Instructor: Jennifer Guiliano

Topic: Narratives of the Past and Digital Media

The most prolific way we encounter persuasive authoring each day is through the media: be it the television, print, web, or audio. Using September 11th and its media coverage as a starting point, we will explore how the narrative of a single day of events have been shaped by various forms of digital media.

Pre-class Reading:

Peter Liebhold.
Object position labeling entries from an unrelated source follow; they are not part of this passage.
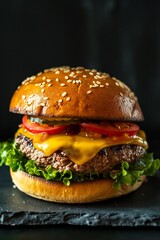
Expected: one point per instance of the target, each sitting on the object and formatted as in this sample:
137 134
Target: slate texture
141 208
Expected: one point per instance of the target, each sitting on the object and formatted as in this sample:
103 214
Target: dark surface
141 208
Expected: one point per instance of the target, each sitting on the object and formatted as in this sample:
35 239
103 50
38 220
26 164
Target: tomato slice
112 128
35 127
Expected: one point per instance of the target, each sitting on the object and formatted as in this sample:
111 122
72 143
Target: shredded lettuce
126 173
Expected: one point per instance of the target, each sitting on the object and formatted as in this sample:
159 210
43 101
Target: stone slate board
140 208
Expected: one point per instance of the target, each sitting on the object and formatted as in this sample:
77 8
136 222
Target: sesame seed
98 82
33 77
64 94
39 73
71 74
60 100
67 70
69 80
78 71
95 85
29 101
68 98
89 91
47 70
98 73
79 68
78 81
48 80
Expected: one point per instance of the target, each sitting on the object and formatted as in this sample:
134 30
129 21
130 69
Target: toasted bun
90 191
76 92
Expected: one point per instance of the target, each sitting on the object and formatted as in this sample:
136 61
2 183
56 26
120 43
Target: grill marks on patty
103 162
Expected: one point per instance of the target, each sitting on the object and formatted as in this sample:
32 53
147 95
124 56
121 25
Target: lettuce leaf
126 173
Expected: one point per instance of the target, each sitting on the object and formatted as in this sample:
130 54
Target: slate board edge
115 219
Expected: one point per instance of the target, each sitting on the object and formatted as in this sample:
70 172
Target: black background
121 37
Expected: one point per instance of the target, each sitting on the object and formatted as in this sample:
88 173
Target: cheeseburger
79 140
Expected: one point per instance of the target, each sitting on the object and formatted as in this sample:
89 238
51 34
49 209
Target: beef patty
103 162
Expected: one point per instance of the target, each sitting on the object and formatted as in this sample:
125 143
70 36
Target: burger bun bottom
84 192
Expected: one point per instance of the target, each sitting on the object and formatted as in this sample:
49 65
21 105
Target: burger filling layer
102 162
68 150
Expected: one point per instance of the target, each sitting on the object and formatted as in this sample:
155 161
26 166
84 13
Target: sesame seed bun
76 92
84 192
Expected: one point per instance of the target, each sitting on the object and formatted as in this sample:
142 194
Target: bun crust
76 92
85 192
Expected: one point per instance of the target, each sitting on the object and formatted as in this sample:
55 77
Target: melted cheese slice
78 148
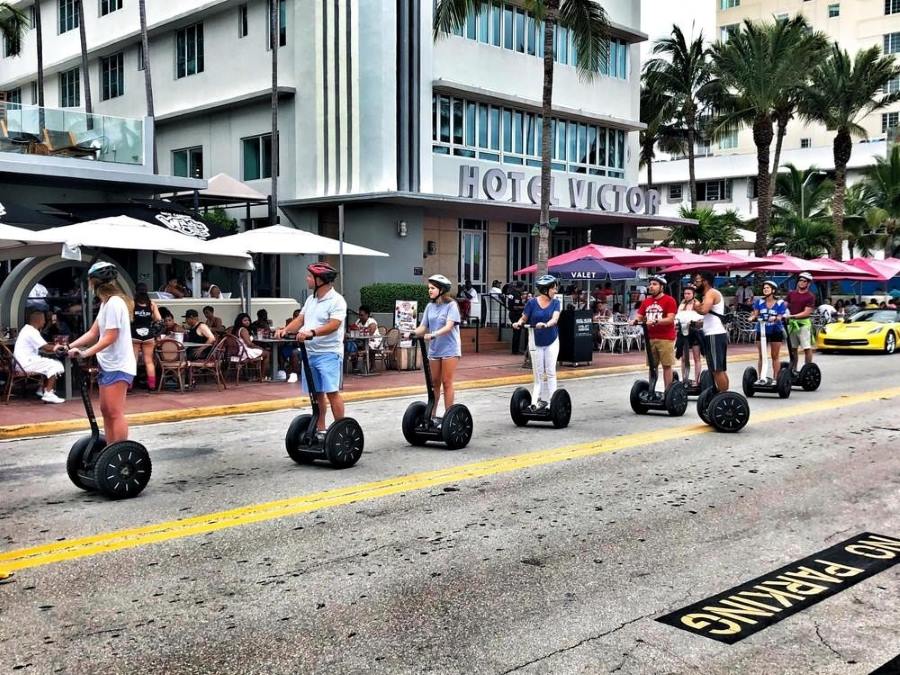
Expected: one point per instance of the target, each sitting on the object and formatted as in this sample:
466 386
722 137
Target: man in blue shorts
321 322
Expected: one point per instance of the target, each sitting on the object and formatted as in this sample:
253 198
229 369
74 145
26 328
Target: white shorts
801 338
45 367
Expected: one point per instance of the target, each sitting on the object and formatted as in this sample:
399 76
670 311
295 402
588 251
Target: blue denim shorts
326 369
104 379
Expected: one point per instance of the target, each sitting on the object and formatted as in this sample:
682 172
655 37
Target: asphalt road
531 551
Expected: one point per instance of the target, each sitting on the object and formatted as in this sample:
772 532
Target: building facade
726 170
424 148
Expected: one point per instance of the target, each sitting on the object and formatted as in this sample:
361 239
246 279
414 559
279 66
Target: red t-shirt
656 309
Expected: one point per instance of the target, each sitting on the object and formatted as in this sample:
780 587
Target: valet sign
513 186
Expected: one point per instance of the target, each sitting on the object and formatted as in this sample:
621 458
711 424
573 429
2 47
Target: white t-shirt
120 354
27 346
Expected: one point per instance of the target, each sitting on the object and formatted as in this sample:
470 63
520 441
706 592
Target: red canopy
622 256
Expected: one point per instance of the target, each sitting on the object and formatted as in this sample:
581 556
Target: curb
15 431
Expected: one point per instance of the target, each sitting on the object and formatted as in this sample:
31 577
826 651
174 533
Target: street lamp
803 192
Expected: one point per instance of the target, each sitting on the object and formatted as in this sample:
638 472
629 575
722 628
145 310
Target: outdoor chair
211 363
172 362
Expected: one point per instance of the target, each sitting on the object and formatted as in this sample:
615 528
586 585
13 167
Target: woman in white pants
542 314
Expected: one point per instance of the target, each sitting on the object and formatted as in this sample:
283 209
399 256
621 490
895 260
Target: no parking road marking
255 513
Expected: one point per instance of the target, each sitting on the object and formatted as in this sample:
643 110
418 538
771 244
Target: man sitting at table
28 349
197 331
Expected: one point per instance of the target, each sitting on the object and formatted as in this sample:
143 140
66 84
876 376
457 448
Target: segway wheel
639 392
413 418
750 378
293 440
123 470
344 443
729 412
784 383
676 399
703 404
560 408
520 400
457 427
75 460
810 377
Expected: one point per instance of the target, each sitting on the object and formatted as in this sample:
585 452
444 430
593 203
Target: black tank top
140 325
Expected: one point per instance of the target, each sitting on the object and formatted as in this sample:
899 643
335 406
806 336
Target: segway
685 322
809 377
764 383
342 444
558 412
420 426
644 396
118 471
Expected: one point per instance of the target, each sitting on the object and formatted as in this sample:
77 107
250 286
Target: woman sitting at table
241 330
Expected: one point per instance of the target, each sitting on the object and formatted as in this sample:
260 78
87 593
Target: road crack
578 644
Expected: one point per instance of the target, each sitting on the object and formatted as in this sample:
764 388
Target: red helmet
323 271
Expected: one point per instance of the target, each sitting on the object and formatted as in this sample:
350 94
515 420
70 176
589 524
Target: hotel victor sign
581 193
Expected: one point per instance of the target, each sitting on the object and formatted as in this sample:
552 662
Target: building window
70 88
109 6
728 142
676 192
256 153
242 21
189 51
892 43
282 23
188 162
67 16
498 134
714 190
112 76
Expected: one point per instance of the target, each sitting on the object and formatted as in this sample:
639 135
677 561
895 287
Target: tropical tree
755 70
682 73
842 91
588 24
13 24
148 78
712 231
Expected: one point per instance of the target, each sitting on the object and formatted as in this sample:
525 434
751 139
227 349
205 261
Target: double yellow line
255 513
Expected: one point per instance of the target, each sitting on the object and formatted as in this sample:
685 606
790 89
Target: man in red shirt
658 311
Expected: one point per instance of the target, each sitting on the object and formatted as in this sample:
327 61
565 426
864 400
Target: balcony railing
62 132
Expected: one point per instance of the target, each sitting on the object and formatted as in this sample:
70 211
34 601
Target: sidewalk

Collecting September 11: Remembrance and Reflection. http://americanhistory.si.edu/september11/2011/collecting.asp

Roy Rosenzweig, “Scarcity or Abundance: Preserving the Past in the Digital Era” American Historical Review. http://www.historycooperative.org/journals/ahr/108.3/rosenzweig.html

Steve Brier and Joshua Brown, “The September 11 Digital Archive” Radical History Review Issue 111 (Fall 2011). Brier.Sept11.RadicalHistoryReview

Shannon Perich, September 11: A story told in Pixels. http://blog.americanhistory.si.edu/osaycanyousee/2011/08/september-11-a-story-told-in-pixels.html

September 11th Digital Archive. http://911digitalarchive.org/index.php

Smithsonian Institution September 11th Digital Collection. http://americanhistory.si.edu/september11/collection/

Post-class Assignment (due 8:00 AM EST on 10/09/2012):

Explore Tuesday September 11th (http://archive.org/details/911/day/20010911) and Monday September 17th (http://archive.org/details/911/day/20010917) at the Understanding 9/11 (http://archive.org/details/911) archive site. Select the same time and the same station on those two days and compare and contrast the narrative elements of the t.v. coverage paying attention not just to the content of the narrative but the visual elements as well. How has the narrative and its elements changed over time? You should repeat this exercise for two different stations (one should be non-US).